No voy a hablar de esa generación joven, hijos de la droga, que sobreviven como pueden. Y no voy a hacerlo porque -si bien despiertan mi compasión- no provocan en absoluto mi curiosidad, porque en sus historias no hay misterio, entre otras cosas porque no tuvieron tiempo de escribirlas. Vidas truncadas en plena juventud, cuya mayoría no llegará a conocer la vejez.
No hay misterio en las víctimas de la droga; solo dolor y miseria, fruto de una niñez marginal, o de la gilipollez esnobista de niños y niñas ´bien´. No hay misterio, tan solo la triste y repetitiva crónica de una autodestrucción anunciada.

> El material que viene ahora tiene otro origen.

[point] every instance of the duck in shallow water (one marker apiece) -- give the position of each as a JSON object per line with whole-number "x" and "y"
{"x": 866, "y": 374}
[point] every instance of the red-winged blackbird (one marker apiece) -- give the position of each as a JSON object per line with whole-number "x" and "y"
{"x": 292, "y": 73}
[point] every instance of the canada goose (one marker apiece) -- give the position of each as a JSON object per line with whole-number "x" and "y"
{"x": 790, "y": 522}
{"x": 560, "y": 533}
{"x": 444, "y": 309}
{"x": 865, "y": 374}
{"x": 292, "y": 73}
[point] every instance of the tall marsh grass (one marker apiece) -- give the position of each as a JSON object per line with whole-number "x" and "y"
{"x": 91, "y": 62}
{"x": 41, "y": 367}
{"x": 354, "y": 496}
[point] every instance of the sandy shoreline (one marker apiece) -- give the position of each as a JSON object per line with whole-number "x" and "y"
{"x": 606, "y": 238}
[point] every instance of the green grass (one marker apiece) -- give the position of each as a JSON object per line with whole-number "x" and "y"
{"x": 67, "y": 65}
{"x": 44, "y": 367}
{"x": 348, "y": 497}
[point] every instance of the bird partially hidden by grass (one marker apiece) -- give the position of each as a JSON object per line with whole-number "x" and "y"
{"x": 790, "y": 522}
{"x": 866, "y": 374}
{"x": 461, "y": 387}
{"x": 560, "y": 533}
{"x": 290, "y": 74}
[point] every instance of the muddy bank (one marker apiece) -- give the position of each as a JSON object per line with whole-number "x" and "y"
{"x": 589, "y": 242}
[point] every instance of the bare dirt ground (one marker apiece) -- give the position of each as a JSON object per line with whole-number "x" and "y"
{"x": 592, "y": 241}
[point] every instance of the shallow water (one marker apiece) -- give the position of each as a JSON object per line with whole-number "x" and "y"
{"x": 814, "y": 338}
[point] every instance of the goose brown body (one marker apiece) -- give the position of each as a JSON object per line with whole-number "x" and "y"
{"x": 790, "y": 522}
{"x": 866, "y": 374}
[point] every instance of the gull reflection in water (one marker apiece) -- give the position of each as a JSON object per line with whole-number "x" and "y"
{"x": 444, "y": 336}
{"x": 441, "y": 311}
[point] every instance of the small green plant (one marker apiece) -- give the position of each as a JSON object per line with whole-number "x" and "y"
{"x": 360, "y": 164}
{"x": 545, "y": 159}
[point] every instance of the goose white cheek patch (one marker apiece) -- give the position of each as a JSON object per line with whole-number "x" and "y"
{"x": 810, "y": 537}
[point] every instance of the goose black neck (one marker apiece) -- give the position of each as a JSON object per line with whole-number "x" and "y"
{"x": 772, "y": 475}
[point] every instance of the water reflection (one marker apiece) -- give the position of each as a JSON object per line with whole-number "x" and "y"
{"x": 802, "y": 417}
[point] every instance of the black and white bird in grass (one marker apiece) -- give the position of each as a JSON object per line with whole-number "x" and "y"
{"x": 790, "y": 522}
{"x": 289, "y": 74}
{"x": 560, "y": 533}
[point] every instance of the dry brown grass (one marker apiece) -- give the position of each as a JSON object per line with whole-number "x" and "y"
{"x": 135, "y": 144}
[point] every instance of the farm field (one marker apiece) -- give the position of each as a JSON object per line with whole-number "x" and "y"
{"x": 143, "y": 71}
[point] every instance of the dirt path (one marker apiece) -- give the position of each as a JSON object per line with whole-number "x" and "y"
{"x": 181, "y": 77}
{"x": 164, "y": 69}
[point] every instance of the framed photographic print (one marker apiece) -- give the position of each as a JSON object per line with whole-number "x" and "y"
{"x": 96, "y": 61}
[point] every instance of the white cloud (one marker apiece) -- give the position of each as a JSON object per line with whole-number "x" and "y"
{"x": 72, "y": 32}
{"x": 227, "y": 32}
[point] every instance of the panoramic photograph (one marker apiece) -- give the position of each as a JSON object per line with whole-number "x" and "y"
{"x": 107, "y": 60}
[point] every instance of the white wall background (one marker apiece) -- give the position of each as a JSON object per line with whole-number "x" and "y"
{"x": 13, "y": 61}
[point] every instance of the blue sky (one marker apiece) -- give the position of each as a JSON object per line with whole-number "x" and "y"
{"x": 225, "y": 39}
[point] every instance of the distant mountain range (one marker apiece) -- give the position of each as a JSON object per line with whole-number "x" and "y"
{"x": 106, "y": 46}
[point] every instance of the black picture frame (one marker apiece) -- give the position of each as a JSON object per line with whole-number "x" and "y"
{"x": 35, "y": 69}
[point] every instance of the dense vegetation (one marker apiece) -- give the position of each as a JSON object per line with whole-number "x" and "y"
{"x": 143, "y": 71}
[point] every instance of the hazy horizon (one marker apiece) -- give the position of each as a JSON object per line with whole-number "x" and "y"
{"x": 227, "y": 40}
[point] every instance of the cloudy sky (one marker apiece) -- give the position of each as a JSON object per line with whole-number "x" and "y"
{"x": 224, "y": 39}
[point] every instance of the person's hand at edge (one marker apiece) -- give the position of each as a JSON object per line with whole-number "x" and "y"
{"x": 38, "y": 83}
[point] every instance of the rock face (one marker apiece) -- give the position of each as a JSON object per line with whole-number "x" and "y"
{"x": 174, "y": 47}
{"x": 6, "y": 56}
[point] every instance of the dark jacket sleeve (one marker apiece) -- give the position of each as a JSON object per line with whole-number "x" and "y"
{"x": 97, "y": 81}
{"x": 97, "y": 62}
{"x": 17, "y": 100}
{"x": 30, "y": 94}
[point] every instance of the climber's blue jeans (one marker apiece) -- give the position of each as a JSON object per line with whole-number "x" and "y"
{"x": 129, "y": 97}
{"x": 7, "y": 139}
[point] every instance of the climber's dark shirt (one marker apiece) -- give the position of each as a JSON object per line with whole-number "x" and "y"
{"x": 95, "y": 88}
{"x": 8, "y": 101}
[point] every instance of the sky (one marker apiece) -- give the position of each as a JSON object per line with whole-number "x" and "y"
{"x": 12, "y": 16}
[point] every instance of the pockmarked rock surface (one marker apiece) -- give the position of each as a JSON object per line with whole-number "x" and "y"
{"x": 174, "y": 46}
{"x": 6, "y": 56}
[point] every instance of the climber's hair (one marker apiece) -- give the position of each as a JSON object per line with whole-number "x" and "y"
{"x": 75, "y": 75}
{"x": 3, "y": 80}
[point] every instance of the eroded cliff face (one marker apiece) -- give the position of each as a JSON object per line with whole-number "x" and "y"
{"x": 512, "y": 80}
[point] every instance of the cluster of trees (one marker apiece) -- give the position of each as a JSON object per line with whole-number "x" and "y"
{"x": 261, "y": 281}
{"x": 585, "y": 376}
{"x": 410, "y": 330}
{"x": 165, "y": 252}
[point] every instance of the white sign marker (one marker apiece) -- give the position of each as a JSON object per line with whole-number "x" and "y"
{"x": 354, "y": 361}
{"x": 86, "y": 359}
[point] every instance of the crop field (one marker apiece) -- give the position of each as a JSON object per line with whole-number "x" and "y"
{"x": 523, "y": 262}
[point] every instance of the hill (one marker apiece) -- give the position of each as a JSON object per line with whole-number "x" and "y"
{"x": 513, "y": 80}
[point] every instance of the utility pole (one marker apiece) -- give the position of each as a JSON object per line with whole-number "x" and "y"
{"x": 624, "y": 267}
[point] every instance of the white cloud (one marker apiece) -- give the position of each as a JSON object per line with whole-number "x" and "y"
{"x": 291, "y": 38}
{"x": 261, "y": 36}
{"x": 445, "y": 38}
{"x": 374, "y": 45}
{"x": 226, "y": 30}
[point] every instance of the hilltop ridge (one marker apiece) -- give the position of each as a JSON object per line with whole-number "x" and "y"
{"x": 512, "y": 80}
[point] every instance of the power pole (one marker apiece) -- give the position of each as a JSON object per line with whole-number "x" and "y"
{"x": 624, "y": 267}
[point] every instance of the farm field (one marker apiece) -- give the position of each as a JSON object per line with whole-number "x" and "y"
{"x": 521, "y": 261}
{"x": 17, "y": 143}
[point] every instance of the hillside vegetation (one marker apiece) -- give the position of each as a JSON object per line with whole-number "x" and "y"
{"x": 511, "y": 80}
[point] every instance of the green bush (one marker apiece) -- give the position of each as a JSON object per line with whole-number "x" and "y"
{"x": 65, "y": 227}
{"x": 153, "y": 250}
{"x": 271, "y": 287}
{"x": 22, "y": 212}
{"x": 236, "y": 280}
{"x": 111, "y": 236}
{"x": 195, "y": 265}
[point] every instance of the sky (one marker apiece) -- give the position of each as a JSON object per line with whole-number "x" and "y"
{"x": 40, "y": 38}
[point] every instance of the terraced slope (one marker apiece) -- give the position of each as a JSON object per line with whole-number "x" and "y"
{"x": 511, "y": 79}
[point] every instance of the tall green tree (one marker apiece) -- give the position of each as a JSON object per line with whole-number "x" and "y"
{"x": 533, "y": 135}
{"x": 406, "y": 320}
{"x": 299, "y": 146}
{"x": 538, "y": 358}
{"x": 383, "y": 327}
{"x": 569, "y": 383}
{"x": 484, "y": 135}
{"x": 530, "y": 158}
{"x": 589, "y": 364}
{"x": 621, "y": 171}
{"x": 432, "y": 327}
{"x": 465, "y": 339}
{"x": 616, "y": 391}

Otra historia muy diferente es la de los vagabundos…; los solitarios sin techo. Esos ante los que siempre he sentido compasión, curiosidad sana, y -por qué no decirlo- una fraternal empatía.
Cada uno de ellos soporta sobre sus espaldas el peso de una historia, a cuál de todas más rocambolesca, en un sórdido mundo de hombres, donde las mujeres generalmente brillaron por su ausencia; tal vez porque este tipo de existencia no admite más maquillaje que la costra de la miseria.
Una triste historia con perspectiva de género…; masculino para más señas. Un caso por el que ningún ´ministerio´ reclama cuotas de género, e igualdad. Igual es que la ministra necesita aumentar su manada de asesoras. ´¡Jo, tía!´.